HKFC 港會
- Full name: Hong Kong Football Club
- Nickname: Chinese: 港會
- Short name: HKFC
- Founded: February 12, 1886; 140 years ago
- Ground: Hong Kong Football Club Stadium
- Capacity: 2,750
- Chairman: Mark Grainger
- Head coach: Darren Arnott
- League: Hong Kong Premier League
- 2025–26: Hong Kong Premier League, 10th of 10
- Website: www.hkfc.com
| Home colours | Away colours |

= HKFC (football club) =

Association football club in Hong Kong

The football section of Hong Kong Football Club (Abbreviation: HKFC; 香港足球會) sports club fields a range of teams at various age divisions in Hong Kong leagues. Their football team currently competes in the Hong Kong Premier League.

==History==
While the football team has won many titles in the second-tier competition in recent years, they have rarely enjoyed success when playing against professional sides in the First Division. In 1980 however, the club managed to avoid relegation from the professional First Division for the first time in their history.

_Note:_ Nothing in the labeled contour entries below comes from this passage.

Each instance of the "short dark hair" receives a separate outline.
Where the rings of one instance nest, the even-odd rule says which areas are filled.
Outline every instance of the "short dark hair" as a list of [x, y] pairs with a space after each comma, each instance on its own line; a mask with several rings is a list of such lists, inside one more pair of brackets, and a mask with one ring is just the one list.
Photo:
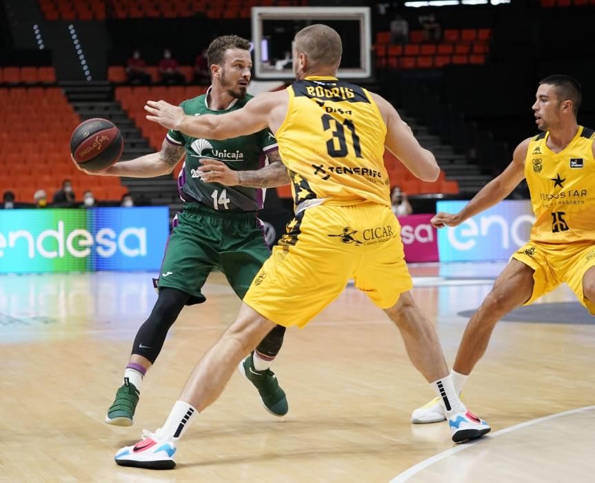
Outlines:
[[240, 48], [243, 50], [250, 50], [250, 43], [245, 39], [237, 35], [221, 35], [211, 42], [207, 50], [207, 61], [209, 68], [214, 63], [223, 63], [225, 51], [230, 48]]
[[312, 67], [337, 67], [343, 54], [341, 37], [323, 23], [314, 23], [298, 32], [295, 49], [307, 57]]
[[572, 112], [574, 115], [578, 114], [578, 108], [583, 101], [583, 90], [574, 77], [564, 74], [548, 75], [539, 81], [539, 85], [547, 84], [556, 88], [556, 93], [561, 101], [572, 101]]

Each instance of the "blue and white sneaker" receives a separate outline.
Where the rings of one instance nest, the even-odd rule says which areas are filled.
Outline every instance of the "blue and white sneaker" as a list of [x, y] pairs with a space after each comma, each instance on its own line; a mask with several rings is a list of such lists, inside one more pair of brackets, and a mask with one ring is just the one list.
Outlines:
[[143, 430], [142, 440], [132, 446], [124, 446], [114, 460], [121, 466], [146, 468], [151, 470], [171, 470], [175, 468], [177, 438], [160, 438], [159, 429], [151, 433]]
[[492, 431], [487, 422], [470, 411], [452, 415], [448, 418], [448, 426], [452, 431], [452, 440], [455, 443], [474, 440]]

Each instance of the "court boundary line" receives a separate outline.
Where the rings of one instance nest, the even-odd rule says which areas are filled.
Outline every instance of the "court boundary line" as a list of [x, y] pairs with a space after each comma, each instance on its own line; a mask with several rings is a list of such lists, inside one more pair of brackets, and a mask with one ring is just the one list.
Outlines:
[[495, 433], [494, 433], [492, 435], [480, 438], [477, 441], [472, 443], [466, 443], [460, 446], [458, 446], [455, 448], [451, 448], [450, 449], [447, 449], [441, 453], [438, 453], [437, 455], [434, 455], [434, 456], [431, 456], [426, 460], [419, 462], [418, 463], [413, 465], [410, 468], [408, 468], [405, 471], [399, 473], [396, 477], [394, 477], [392, 480], [391, 480], [389, 483], [403, 483], [403, 482], [407, 481], [411, 477], [416, 475], [420, 473], [422, 470], [425, 469], [428, 466], [434, 464], [434, 463], [438, 462], [438, 461], [441, 461], [452, 455], [454, 455], [460, 451], [463, 451], [468, 448], [472, 448], [473, 446], [480, 444], [481, 443], [485, 443], [490, 440], [498, 436], [501, 436], [503, 434], [506, 434], [507, 433], [511, 433], [512, 431], [516, 431], [518, 429], [521, 429], [527, 426], [532, 426], [533, 424], [537, 424], [538, 423], [543, 422], [544, 421], [548, 421], [549, 420], [554, 420], [556, 417], [562, 417], [563, 416], [568, 415], [569, 414], [574, 414], [576, 413], [582, 413], [584, 411], [589, 411], [591, 409], [595, 409], [595, 405], [594, 406], [585, 406], [582, 408], [576, 408], [574, 409], [569, 409], [568, 411], [562, 411], [561, 413], [556, 413], [555, 414], [550, 414], [549, 416], [543, 416], [543, 417], [538, 417], [535, 420], [530, 420], [529, 421], [525, 421], [525, 422], [518, 423], [518, 424], [514, 424], [514, 426], [509, 426], [508, 428], [503, 428], [503, 429], [500, 429]]

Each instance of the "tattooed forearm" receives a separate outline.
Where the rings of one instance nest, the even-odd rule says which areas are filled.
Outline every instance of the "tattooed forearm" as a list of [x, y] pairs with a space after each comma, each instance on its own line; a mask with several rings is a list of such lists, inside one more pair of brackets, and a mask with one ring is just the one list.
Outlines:
[[274, 188], [289, 184], [288, 170], [281, 161], [279, 151], [270, 152], [268, 157], [269, 164], [264, 168], [251, 171], [238, 171], [238, 184], [249, 188]]
[[167, 139], [163, 139], [163, 144], [161, 145], [161, 151], [159, 152], [159, 159], [170, 168], [173, 169], [183, 154], [183, 146], [172, 144]]

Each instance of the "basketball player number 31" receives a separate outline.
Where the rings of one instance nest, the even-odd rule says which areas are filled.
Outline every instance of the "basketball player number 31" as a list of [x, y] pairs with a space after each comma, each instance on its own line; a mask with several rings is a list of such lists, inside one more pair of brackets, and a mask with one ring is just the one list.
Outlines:
[[[345, 129], [343, 127], [345, 126], [351, 131], [352, 144], [353, 144], [353, 150], [355, 151], [355, 157], [363, 157], [361, 155], [361, 148], [359, 145], [359, 136], [355, 132], [355, 125], [353, 121], [351, 119], [345, 119], [343, 124], [341, 124], [332, 116], [325, 114], [322, 117], [322, 127], [325, 131], [331, 129], [332, 121], [334, 123], [334, 130], [331, 131], [332, 137], [326, 141], [326, 149], [329, 156], [332, 157], [345, 157], [347, 156], [347, 143], [345, 140]], [[339, 148], [335, 147], [335, 139], [339, 141]]]
[[216, 210], [219, 210], [221, 205], [223, 205], [225, 210], [230, 209], [228, 204], [230, 203], [232, 200], [228, 198], [227, 190], [222, 190], [221, 195], [219, 195], [219, 190], [215, 190], [211, 195], [211, 197], [213, 199], [213, 206], [214, 206]]

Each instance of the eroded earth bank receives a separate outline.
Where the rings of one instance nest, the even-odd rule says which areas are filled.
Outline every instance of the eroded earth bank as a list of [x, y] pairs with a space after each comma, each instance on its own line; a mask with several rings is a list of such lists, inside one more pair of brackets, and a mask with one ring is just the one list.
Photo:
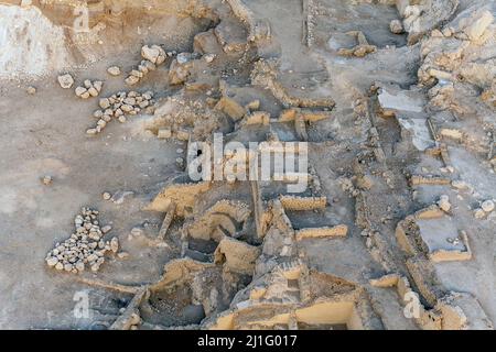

One of the highlights of the season was a 1–1 draw with eventual champions Seiko SA. On 10 May 1980 at the HK Government Stadium CLUB defeated Kui Tan 1–0 with an 87th-minute penalty scored by John McGunnigle, meaning Kui Tan joined Yuen Long in the drop that year.

In the past few years, HKFC opted not to take promotion to the First Division. In 2006, finally, the club accepted the promotion after winning the Second Division. After showing initial promise, they lost 4 league matches in a row between March and April 2007 and were relegated to the Second Division. They did however become champions of the Second Division again in April 2010 and returned to the First Division. Therefore, HKFC is known as the yo-yo club in Hong Kong.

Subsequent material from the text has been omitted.